I found the general expression for $\mathbf{A}$ before incorporating boundary conditions to be $$ \mathbf{A} = \frac{1}{h}\begin{bmatrix} 1 & -1 & 0 & \ldots & \ldots & 0 \\ -1 & 2 & -1 & \ddots & & 0 \\ 0 & -1 & 2 & \ddots & \ddots & 0 \\ \vdots & \ddots & \ddots & \ddots & \ddots & 0 \\ \vdots & & \ddots & -1 & 2 & -1 \\ 0 & \ldots & \ldots & 0 & -1 & 1 \end{bmatrix}$$ and correspondingly for $\mathbf{f}$: $$\mathbf{f} = \big[\frac{1}{2}f(x_0), f(x_1), f(x_2), ... , \frac{1}{2}f(x_{N+1}) \big]^T$$ My trouble is with incorporating the inhomogeneous boundary conditions, I can't find any clear examples of how to do this online despite looking up a ton of sources. Is anyone able to help?
Dirichlet boundary conditions are fairly easily implemented: You know your values at both ends of the interval.

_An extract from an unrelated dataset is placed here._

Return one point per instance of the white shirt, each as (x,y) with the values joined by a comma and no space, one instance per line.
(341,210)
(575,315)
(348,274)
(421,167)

So you can set up "dummy" entries in your system matrix that immediately set the coefficient of the basis functions at the ends of the interval to the prescribed value:
$$ \mathbf{A} = \frac{1}{h}\begin{bmatrix} \color{red} h & \color{red} 0 & 0 & \ldots & \ldots & 0 \\ -1 & 2 & -1 & \ddots & & 0 \\ \vdots & \ddots & \ddots & \ddots & \ddots & 0 \\ \vdots & & \ddots & -1 & 2 & -1 \\ 0 & \ldots & \ldots & 0 & \color{red} 0 & \color{red} h \end{bmatrix}$$ and set the corresponding entries in the RHS to the known values: $$\mathbf{f}= \begin{bmatrix} \color{red} {d1} \\ f(x_1) \\ \vdots \\ f(x_N) \\ \color{red}{d2} \end{bmatrix} $$ Then you can solve for the coefficients $u_1, \dots, u_N$ via $$\mathbf{A} \mathbf{u} = \mathbf{f}.$$
But keep in mind that in the FEM the RHS $\mathbf{f}$ is not simply given by the point evaluation $f(x_i)$, but instead by $$f_i = \int_{x_{i-1}}^{x_{i +1}} f(x) \phi_i(x) \mathrm d x \:, $$ i.e., by the integration of $f$ over the support of the $i$'th test function $\phi_i(x)$.